Sarah Hammer-Kroening celebrates during the Olympic Games Rio 2016 on August 16, 2016 in Rio de Janeiro, Brazil.
When you know better, you do better. For an athlete’s health and performance, it can be a huge advantage.
“What I know now and what I knew then, I would have done things differently,” handball player Laura Ryan Coenen said about life as a three-time Olympian.
One of those lessons is as simple as daily stretching. “I wish I had started stretching earlier [in life] — I wouldn’t be as sore now,” explained the veteran Olympian. “You can get ahead of all the aches and pains in your body if people would just stretch a little, 10-15 minutes a day. I can tell when I don’t do it and how my body feels different.”
And she’s not alone.
Sarah Hammer-Kroening, a three-time Olympian and four-time silver medalist realized a great many things after she moved on from her career as a track cyclist. Most of the lessons were about health and wellness.
Hammer-Kroening is America’s most decorated cycling track athlete, who officially retired from competition in 2017. She originally “left” the sport of cycling in 2003, but after watching the Athens Olympics on TV in 2004 she was inspired to make a comeback and work toward an Olympic team.
Going into her first Games in 2008 as a world champion, the spotlight was something she wasn’t prepared for. She placed fifth in her first event, the individual pursuit, but crashed out in the points race — breaking her collarbone and forcing her into a rest and recovery period.
“Having that high pressure pretty much my whole adult life,” she revealed, “I don’t think I realized how mentally exhausting that it was — and the toll it took on me — until after I retired.”
The injuries were something she would continue to deal with throughout her career. But it was the mental side of the sport that was new to her. “It was quite an adjustment. I went through some depression, the after-the-Games slump,” Hammer-Kroening said. “I felt a sort of new thing, like, well now who am I if I don’t have this? And that was something that I had to come to terms with.”
What helped was the passing of time and having a professional to talk with.
For Ryan Coenen, who competed at three consecutive Games starting in 1988, mental health awareness has come a long way. “It’s definitely a priority, which is different from back then.”
One of the things she thinks contributed to the shift is having more people talking about their battles with mental health, like the most decorated Olympian of all time, swimmer Michael Phelps. “It makes it less taboo and a part of everyone’s training. Instead of, oh my God I had anxiety my whole career, and now [that I’m retiring], I have to deal with it.”
In addition to finding someone to talk to, a good lesson in dealing with anxiety is to find something that calms you, Ryan Coenen said. What that thing is will be different for everyone, she said: “Maybe it’s getting away from your phone, or for others, it might be knitting or walking.”
“It’s important for the mental aspect — as well as the physical — that we have good trainers to help us.” She is someone who knows all too well after having had three shoulder surgeries. As professional athletes, “you want to get back to playing as quickly as you can, but it’s a delicate balance of not going in too soon because you’re afraid of losing your spot,” she said.
Hammer-Kroening said that for her, injuries were her biggest fear. The result is either you’re out of the action for a while or you’re done for good. “And it’s not like you can go on short-term disability,” she said. “So a lot of times we push through things that maybe we shouldn’t because we know that is what we have to do.”
Her crash in Beijing led to terrible back pain that followed her through Rio. It eventually led her to find more help with her physical well-being.

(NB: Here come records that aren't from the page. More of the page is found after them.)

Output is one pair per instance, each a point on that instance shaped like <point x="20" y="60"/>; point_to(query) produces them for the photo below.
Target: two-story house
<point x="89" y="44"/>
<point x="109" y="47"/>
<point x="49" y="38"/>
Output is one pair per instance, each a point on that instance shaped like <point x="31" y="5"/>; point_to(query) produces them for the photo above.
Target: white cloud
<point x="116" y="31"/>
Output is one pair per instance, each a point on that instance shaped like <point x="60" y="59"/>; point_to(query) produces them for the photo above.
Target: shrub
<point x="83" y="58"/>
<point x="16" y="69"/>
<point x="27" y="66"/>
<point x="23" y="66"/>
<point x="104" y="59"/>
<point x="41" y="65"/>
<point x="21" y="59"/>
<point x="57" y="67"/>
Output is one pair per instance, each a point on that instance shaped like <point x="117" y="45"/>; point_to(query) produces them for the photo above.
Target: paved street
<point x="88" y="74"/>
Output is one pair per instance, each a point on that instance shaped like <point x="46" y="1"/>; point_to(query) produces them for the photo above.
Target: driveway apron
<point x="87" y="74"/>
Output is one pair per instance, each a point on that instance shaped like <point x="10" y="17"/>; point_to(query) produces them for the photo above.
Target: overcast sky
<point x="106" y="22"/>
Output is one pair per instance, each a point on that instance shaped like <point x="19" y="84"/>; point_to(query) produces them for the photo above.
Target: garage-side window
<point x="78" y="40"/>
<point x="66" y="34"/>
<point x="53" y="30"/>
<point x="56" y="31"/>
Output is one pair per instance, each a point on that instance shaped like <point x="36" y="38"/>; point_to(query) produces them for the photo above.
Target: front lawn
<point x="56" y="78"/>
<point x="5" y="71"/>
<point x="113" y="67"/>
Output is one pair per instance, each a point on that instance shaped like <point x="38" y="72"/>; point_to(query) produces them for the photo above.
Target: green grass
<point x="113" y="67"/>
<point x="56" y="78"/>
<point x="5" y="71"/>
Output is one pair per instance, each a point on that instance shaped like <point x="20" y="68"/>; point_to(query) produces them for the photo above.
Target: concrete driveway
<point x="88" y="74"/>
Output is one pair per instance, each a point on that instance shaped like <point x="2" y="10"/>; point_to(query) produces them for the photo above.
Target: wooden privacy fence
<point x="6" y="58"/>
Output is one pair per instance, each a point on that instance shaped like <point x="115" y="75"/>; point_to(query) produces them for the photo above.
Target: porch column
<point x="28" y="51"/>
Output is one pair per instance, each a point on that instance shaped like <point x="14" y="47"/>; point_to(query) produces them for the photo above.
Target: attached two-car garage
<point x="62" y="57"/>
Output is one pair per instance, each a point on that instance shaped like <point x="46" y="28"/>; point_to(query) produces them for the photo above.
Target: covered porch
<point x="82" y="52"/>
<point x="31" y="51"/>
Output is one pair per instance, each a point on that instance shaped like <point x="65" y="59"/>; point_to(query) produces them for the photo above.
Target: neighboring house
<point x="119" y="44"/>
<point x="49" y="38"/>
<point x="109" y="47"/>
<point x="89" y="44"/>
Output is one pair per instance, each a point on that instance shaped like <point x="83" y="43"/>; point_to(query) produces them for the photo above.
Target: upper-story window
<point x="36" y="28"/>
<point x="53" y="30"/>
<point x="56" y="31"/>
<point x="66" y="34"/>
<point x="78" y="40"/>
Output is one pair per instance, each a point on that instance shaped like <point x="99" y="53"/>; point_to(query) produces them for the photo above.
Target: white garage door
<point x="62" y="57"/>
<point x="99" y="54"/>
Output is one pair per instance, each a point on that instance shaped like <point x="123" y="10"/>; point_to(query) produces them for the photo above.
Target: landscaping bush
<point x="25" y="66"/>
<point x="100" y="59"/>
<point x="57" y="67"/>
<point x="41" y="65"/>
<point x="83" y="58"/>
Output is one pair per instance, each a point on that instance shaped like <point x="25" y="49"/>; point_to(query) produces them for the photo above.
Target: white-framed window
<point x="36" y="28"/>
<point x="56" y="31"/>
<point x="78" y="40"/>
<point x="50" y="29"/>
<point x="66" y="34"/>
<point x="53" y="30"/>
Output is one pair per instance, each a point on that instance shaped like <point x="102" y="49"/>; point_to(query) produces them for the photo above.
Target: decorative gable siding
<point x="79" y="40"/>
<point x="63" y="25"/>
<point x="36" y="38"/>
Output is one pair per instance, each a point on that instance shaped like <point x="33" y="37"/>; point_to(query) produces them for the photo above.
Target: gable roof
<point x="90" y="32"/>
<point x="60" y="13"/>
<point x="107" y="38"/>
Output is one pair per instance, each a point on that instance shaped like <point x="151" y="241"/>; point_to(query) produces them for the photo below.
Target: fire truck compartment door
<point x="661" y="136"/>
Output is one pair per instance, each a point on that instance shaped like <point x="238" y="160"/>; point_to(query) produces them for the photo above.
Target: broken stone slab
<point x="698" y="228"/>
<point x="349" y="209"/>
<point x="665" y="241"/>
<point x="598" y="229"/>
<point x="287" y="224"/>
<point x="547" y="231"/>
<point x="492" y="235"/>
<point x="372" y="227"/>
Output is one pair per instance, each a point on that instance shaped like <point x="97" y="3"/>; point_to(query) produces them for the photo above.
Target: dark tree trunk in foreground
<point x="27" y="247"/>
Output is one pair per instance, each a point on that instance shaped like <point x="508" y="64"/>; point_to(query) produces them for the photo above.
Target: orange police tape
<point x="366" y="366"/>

While living and training in Colorado Springs, she worked with providers at UCHealth, the Official Hospital of the Colorado Springs U.S. Olympic & Paralympic Training Center. Her caregivers were able to help her get back to optimum shape.
“Once I was able to work with the doctors and staff, it just got incredibly better,” she remembered. Before that, she was so fearful of doing anything that would make it worse that she ended up weakening the muscles surrounding her back. So talking to the therapists about what was going on and what strengthening work would help put her on the road to recovery.
“I have nothing but good things to say about all the doctors and surgeons who took care of me at UCHealth. And all the hospital staff.”
The knowledge she gained from that experience helped prepare her for the role that came next — one that she feels super lucky to have. “My official title is associate director of high performance for the Paralympic Cycling Team,” Hammer-Kroening said about the job that will take her to Tokyo next month for the Paralympic Games. “In a nutshell, I look across the board of how do we make our team fast and winning medals, so whether that’s working with their coaches to equipment to mental health providers, dietitians, strength training, recovery…just anything that goes into how do we have a successful team.”
One of the things she learned that she likes to share with her athletes to help them be successful is that “champions aren’t made on the days you feel great. It’s those days that you don’t want to get out of bed and you don’t want to go hard. It’s not just about showing up. It’s about making sure you always put in one hundred percent.”